На выход двинулись. К работающей кассе, за которой смирная, как мышь, испуганная девушка сидит и смотрит так на них, как будто перед нею — сифилитики, фашисты, педерасты, облученные смертельной дозой радиации, в одном лице. И вдруг под этим взглядом всех их разом переклинило: кто первым это дело начал, неизвестно — не то Сергей, не то, как девушка, смиренный Гриша, — но только с полок стали все подряд они сметать. Все, что у кассы, что на уровне эгоистично-жадных детских глаз (чтобы видел маленький самовлюбленный и прожорливый паскудник и дергал мать за руку, требуя «вот это» и «вот это»). И с каменными лицами они сгребают обеими руками все банки и бутылки с газировкой, все сладкие свистульки, все конфеты, жвачки со вкусом сливок и банана, клубники и папайи, все яйца шоколадные, в которых динозаврики, все карамели чупа-чупс, все марсы, все двойные твиксы, все Мамбы-фруттисы, все чипсы Лэйс с грибами и сметаной, беконом и зеленым луком и все игрушечные луки, револьверы, все пистолеты-автоматы со стрелами-присосками, все бритвы и кассеты с запасными лезвиями к ним. И простру Мою руку на тех, кто замыслил истребить братьев Моих, и совершу над ними мщение великое наказаниями яростными — с таким ожесточением они на этот крохотный раек набрасываются.

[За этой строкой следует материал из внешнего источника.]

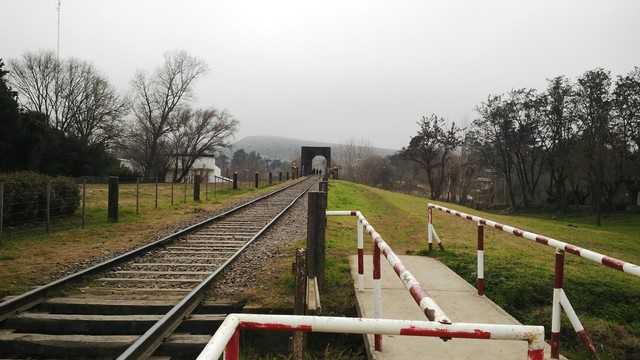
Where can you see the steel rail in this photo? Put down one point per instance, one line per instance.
(153, 338)
(38, 295)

Словно здесь, на этих полках, под присмотром этой ошалевшей девушки, сконцентрировано и плодится почкованием все мировое уродство.

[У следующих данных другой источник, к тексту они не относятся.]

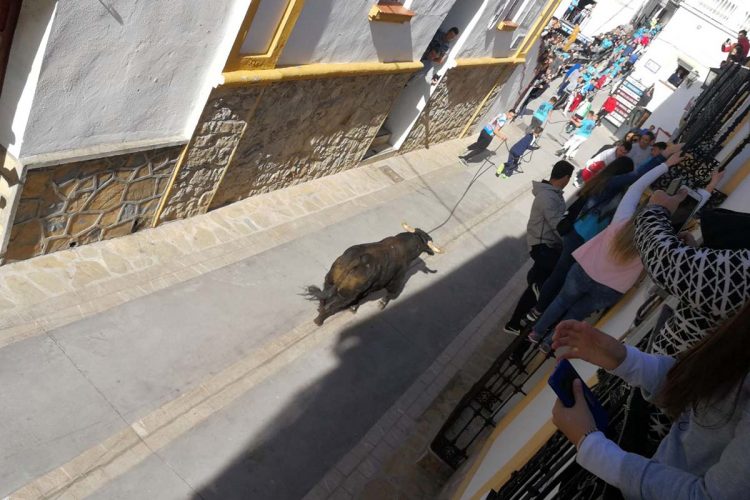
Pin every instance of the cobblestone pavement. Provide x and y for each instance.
(179, 361)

И девочка, не виноватая ни в чем, считает. Подносит шоколадные конфеты и хрустящие канцерогенами пакеты к окошку штрихкодоприемника. Считает стоимость фрутелл и чупа-чупсов, бедная, вручную. Глазами умирающей, простреленной навылет антилопы смотрит. Пик-пик, пик-пик, пик-пик. Сизифов труд. Сансара транспортерной ленты. Самомучительство бессмыслицей единственно возможной формы бытия.

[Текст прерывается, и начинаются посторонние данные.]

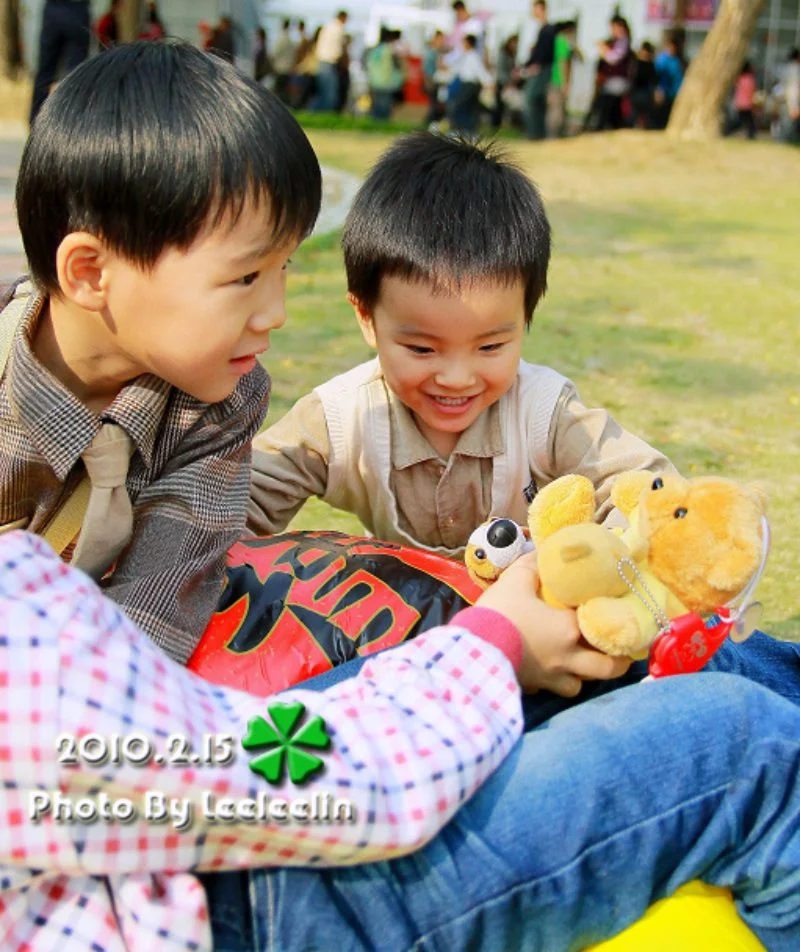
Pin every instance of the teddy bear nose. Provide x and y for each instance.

— Мамбу! Фруттис! Любим мы все! — возглашает Сергей.
— И Сер-р-режа тоже!
— А, кстати, где Серега-два? Сомнамбула?
— Да вон сидит, не видишь? — Сергей-один в проход кивает, где и на самом деле, привалившись к полкам, сомнамбула сидит. В себя ушел, поджался, замер у полок с пышными пирожными, на флорентийские чизкейки и яблочные штрудели уставившись… Какой в том смысл?.. А впрочем, разве не без разницы ему, лунатику? он бы, наверное, и среди баб резиновых и фаллоимитаторов уселся с равнодушием не меньшим, равным. И рядом с ним охранник в трех шагах — стоит и наблюдает, от унижения, стыда в крутые плечи каменистую башку втянув.
И взглядом на него, на тезку своего, чуть удлиненным, спокойным, но запоминающим Сергей-один уставился, пронзил и тут же отпустил. Держал его все время, тезку, если и не в поле зрения, то в поле чувствования точно; катался наперегонки, орал, хрипел, все умоляя своего возницу Гришку не отставать и поднажать, но чувствовал Сергея — два затылком, испытывал как будто тягу, жадное влечение к лунатику — какой-то в самом деле род влюбленности. И отпустив, забыв как будто про лунатика, он оставался с ним сплетенным всеми окончаниями, зависел, как охотник от опасной, ядовитой, непредсказуемой добычи; сверлил глазами, не спеша расправиться, не брал за горло, не размазывал по стенке, хотел сперва дать чувствам, борющимся в нем, сложиться в чистую, беспримесную ярость, в святую беспристрастность мщения. А если проще — счет к нему лунатику, особый, хотя какой тут может быть у выживших друг к другу счет? А, может быть, и верно психами они оттуда поголовно вышли?